Though the plot of the book is set more than 85 years ago, some people in Natchez may still remember some of the main characters.

Linda Griffin, Phyliss Morris, Alfred Smith and Birdia Green, for example, who attended the reception, are second cousin to the woman falsely imprisoned for Merrill’s murder, Emily Burns.

Griffin and her family provided the only known photo of Emily Burns to Cox for the book.

“I have learned so much,” Griffin said. “I had heard bits and pieces my whole life. I know more about this now than I’ve ever known.”

Griffin said she was 11 when her family began helping Burns, who had a stroke in the 1960s.

Back then, when she was young, Griffin said she did not know what to believe about the aging woman.

“My mom used to say, ‘I know (Burns) didn’t do that,’ but I thought she did it,” Griffin said. “I never heard anybody that confirmed she didn’t.”

Griffin said the book exonerates the woman she used to know, proving Burns was not the murderer some people still perceive her to be.

“(Cox) hit the nail on the head, I think,” Griffin said.

Cox said meeting family members of Burns made the book stronger, too.

“I finally got to feel like I ‘knew’ Emily,” Cox said.

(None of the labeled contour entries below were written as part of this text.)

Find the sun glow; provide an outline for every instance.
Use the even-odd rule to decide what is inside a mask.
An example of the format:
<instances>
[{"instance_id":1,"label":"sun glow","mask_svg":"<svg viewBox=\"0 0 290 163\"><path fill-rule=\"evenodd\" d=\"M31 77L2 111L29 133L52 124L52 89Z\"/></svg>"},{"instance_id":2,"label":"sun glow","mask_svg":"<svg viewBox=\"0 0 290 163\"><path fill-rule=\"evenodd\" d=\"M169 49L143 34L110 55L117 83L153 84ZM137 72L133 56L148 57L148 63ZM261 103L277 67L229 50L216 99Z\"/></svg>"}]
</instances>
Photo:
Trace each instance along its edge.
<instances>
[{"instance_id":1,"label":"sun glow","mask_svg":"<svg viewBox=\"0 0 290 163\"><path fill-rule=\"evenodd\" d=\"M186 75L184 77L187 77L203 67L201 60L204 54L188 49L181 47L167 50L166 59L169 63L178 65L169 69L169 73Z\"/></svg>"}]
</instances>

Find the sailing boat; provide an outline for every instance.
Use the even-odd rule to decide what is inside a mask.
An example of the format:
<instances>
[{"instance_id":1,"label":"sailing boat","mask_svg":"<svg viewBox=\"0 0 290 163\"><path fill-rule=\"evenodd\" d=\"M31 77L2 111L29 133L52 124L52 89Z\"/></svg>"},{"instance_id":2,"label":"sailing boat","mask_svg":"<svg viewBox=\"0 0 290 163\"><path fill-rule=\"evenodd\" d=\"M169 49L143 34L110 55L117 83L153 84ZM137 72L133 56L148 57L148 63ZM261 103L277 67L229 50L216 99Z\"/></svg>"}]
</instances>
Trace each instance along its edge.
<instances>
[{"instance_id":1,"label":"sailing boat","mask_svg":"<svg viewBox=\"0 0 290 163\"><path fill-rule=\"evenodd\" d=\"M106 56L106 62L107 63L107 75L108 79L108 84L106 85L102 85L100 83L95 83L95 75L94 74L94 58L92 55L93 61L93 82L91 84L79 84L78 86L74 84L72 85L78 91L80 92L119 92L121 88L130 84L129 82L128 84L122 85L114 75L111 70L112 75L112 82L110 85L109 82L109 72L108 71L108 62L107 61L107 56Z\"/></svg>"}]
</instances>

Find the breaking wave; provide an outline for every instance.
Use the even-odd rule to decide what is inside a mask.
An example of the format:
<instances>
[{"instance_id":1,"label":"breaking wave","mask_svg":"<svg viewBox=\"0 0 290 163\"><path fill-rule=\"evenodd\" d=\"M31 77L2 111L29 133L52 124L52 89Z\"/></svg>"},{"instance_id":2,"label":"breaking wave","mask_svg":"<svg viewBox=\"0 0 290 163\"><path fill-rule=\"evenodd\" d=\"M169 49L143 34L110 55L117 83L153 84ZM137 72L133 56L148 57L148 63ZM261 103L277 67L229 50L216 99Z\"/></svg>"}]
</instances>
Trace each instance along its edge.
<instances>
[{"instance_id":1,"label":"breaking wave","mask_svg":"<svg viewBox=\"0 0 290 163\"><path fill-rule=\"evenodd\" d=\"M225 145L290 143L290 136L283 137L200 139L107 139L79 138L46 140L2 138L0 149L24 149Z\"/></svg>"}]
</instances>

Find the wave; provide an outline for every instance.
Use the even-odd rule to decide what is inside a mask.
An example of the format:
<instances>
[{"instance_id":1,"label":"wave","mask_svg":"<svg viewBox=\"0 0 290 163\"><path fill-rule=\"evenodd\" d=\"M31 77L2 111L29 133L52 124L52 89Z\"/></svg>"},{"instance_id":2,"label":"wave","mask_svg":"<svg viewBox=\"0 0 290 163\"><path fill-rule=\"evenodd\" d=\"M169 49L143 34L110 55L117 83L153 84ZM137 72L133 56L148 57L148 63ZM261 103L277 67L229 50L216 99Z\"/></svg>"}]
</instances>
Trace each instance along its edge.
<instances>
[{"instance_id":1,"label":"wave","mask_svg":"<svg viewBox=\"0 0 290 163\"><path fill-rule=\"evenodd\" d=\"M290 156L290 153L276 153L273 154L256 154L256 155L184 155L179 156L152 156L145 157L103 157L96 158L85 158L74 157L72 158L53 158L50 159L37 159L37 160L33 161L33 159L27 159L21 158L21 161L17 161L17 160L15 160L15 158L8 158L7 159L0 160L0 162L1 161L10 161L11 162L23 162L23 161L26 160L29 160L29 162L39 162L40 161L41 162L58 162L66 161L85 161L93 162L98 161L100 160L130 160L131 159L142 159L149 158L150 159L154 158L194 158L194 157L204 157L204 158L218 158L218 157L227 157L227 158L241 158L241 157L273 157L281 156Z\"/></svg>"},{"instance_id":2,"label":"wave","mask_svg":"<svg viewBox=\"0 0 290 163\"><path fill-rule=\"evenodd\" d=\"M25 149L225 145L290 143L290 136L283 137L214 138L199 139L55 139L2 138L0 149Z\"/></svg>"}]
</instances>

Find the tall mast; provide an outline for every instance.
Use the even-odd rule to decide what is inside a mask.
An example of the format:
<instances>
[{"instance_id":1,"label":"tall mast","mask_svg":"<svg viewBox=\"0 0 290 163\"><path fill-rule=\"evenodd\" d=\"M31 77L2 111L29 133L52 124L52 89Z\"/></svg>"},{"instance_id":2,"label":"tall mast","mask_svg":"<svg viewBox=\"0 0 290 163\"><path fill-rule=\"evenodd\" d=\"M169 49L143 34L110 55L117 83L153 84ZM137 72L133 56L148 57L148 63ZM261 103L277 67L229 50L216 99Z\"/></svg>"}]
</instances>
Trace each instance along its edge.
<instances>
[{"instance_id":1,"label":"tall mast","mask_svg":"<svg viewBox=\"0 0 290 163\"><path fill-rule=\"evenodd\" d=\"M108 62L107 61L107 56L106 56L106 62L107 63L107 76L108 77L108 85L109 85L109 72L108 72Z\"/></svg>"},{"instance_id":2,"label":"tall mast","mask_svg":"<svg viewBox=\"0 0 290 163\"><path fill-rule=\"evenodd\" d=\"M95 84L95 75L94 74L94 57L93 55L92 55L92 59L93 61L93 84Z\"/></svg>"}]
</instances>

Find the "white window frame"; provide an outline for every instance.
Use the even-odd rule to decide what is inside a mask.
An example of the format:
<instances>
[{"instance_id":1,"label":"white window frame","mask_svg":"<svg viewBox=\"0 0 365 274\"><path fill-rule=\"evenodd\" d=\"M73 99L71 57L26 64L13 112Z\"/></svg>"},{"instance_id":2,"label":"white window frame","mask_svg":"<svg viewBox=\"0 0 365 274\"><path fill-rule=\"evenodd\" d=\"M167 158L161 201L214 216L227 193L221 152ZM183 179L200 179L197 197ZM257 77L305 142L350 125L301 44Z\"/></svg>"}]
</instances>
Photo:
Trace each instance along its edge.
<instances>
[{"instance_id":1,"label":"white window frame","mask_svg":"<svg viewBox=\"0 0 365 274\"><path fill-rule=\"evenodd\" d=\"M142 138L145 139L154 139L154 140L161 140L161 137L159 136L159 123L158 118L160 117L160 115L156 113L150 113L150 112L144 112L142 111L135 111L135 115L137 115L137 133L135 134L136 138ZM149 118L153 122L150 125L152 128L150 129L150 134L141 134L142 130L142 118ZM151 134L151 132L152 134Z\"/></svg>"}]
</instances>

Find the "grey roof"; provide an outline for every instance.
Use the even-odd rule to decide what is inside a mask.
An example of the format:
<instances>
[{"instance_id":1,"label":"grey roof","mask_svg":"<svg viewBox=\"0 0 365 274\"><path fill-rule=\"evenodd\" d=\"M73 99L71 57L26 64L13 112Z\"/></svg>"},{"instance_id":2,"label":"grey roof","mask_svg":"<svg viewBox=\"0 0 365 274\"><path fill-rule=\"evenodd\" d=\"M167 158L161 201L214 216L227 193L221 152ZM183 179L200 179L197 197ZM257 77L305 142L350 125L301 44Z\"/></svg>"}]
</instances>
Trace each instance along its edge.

The current landowners where Goat Castle once stood, Charlie and Corky Vess, said they are particularly excited to read the book.

“We keep looking for ghosts,” Charlie Vess said. “We can’t find any. It’s a wonderful place to live.”

Charlie Vess said he and Corky have done a fair amount of research themselves in the 37 years they have lived on the old Goat Castle property, and that they are excited to read Cox’s work.

Cox brought her own roots to the party, in the form of friends Alecia Long, a professor at Louisiana State University, and Shannon Frystak, an associate professor at East Stroudsburg University in Pennsylvania.

Long and Frystak wandered along the hallway of the Historic Natchez Foundation, picking up a morsel or two from the hors d’oeuvres table — which featured goat cheese — and ogling the collection of photos hung along the walls.

Long and Frystak said they were just there as moral support for their friend — a friendly face among the crowd of 60 or so fans.

Frystak said they had been supporting Cox since she first visited Natchez in 2012.

“It’s fun and satisfying,” Frystack said, “watching your friend finish a book.”

“We’re very proud of her,” Long said.

For Natchezians, however, the book is almost an answer to a question that has hung over the Merrill murder for too long.

“I’ve been hearing about this all my life,” said Robert Madison, who worked in the Natchez Police Department Jail for 53 years and grew up in Adams County. “My parents talked about it every day. Now I know what happened.”